Las noches de insomnio tienen su parte productiva. El jueves
pasado el agua y el viento arreciaban fuertemente y batían contra mi ventana con
tal estruendo que resultaba imposible conciliar el sueño. Pensé que se trataría de una (otra)
ciclogénesis explosiva, esas borrascas de primera división que en los últimos
años han tomado apego a la costa gallega y que otros denominan "bombas metereológicas". Miré en Internet y, se trataba sólo
de una ciclogénesis a secas, sin el apellido de explosiva. Supongo que será
para no alarmar. El mero nombre de ciclogénesis explosiva hace temblar al más
pintado. Y... ya está bueno el panorama (familia real, gobierno central,
economía, escena internacional...) como para añadir más motivos de alarma al pobre ciudadano al que, como a Obelix, solo le falta tener que preocuparse de que el cielo se le desplome encima. Las ciclogénesis
explosivas ( con su evocación apocalíptica digna de la más osada peli de
efectos especiales) entraron hace
relativamente poco en nuestras vidas. Hace diez años nadie había oido hablar de
estos fenómenos metereológicos cuyo nombre estremecedor nos hace evocar al mismísimo George Lucas. Tal vez
sea un efecto del cambio climático que amenaza con perturbar de modo importante
nuestra forma de vida.

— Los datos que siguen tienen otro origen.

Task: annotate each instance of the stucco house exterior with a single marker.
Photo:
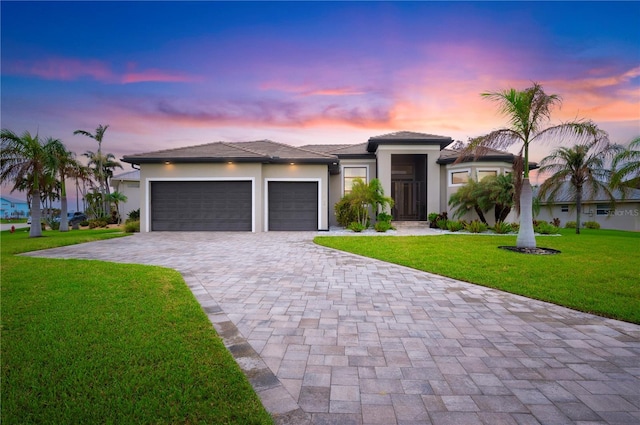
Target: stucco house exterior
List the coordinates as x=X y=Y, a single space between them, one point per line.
x=266 y=186
x=624 y=215
x=13 y=208
x=129 y=185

Lo curioso es que igual que la ciclogénesis ha aparecido
en nuestras vidas ( haciendo que por su obra y gracia mi casa salga en el
Telediario de la Primera, ¡ahí es nada! de forma recurrente) ha desaparecido
totalmente la galerna del Cantábrico.Puede ser el cambio climático, aunque me inclino más a creer que se trata de un cambio de
denominación buscando un nombre más efectista, sonoro y acorde con los tiempos. ¡Desde luego, para salir en el telediario suena mejor una ciclogénesis que una humilde galerna!

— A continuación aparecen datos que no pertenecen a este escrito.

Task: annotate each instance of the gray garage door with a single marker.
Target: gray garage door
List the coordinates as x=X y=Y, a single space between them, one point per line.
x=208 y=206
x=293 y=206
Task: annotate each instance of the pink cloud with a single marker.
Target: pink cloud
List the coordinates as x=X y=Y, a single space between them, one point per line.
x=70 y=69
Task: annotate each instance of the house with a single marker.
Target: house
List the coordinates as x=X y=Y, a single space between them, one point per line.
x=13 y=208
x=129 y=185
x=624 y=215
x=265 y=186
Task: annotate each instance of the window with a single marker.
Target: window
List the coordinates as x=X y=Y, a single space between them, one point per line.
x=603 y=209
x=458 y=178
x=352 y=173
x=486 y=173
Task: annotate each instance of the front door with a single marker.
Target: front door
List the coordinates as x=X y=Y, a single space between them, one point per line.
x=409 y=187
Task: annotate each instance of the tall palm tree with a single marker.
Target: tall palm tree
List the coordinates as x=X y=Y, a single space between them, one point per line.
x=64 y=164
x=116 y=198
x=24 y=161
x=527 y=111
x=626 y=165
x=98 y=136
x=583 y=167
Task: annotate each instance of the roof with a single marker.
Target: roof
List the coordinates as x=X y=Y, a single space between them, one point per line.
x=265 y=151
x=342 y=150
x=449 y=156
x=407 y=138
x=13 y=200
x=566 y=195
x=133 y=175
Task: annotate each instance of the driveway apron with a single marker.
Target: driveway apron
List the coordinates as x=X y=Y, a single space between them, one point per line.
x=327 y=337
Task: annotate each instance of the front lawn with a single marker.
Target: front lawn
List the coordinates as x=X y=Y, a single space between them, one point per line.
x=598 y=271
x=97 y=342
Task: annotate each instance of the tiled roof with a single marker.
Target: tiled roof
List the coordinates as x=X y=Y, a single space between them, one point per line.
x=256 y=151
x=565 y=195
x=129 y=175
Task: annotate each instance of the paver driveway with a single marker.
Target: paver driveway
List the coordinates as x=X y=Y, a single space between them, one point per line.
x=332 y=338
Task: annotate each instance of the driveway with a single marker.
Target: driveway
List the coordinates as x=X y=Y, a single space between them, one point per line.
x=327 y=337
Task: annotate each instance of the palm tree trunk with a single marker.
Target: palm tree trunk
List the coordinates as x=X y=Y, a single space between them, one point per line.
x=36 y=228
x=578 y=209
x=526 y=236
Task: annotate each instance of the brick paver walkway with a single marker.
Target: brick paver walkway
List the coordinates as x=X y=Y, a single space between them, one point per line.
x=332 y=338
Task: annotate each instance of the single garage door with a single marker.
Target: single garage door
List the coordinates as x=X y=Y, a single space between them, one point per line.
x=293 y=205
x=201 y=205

Y, como el viento seguía ululando y la lluvia golpeando con
fuerza mi ventana, me puse a pensar en esa afición tan española de cambiar los
nombres de las cosas usando vocablos (preferentemente
tomados del Inglés) extraños en lugar de usar el rico castellano.Vino a mi cabeza la humilde (en ocasiones
vergonzante) y obrera fiambrera que fue
sustituida por el cosmopolita, sofisticado y moderno tupperware, o tupper a
secas, como le denominan los más guays. Cierto que hay algunas diferencias
entre la fiambrera gris de aluminio y los coloridos especímenes de plástico que
se usan ahora, pero, creo yo, son cosas de la evolución. Del mismo modo que el
600 de mi madre no tenía más que tres o cuatro botones y ahora mi coche parece
un ordenador de la NASA y ambos siguen denominándose coches o vehículos, no sé
por qué nuestras fiambreras han sucumbido al tupper.

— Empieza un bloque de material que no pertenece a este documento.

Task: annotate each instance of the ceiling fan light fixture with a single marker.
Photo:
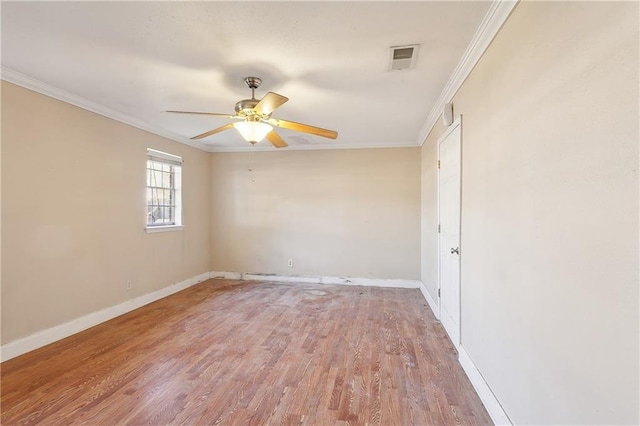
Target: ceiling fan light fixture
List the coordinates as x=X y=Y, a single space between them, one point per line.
x=253 y=131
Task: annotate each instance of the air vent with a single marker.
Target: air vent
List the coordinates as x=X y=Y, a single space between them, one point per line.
x=403 y=57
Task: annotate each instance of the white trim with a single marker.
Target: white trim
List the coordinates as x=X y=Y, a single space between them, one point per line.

Soy una defensora del estudio de los idiomas, pero creo que
cada cosa para lo suyo, y eso de sacrificar nuestras palabras en pro de los
vocablos de la lengua de Shakespeare me fastidia, especialmente cuando esta
cesión se produce no ante conceptos nuevos sino ante conceptos que (con su
consabida denominación) llevan años instalados en nuestro idioma. Entiendo
(aunque me duela que no logremos encontrar la palabra adecuada) que adoptemos
el sajón selfie para referirnos a las autofotos que hacemos con el móvil y por las que más de uno ha arriesgado su vida. Pero, me cuesta mucho más
asumir que desplacemos palabras asentadas en el idioma por otras exógenas. Los
chicos ahora tienen "skates". Curioso, porque los mismos artefactos
(con distinta decoración y menos accesorios de cascos, rodilleras, coderas...)
se denominan desde hace más de 40 años monopatines en España. Cierto que el
tuneado ha cambiado, pero su función básica de hacer cabriolas por las calles,
pegar brincos buscando usos "imaginativos" al mobiliario urbano,
permanece. Igual que permanece su potencial amenaza contra peatones,
especialmente de edad avanzada. ¿En qué se distinguen entonces un skate y un
monopatín? Todavía no lo tengo claro.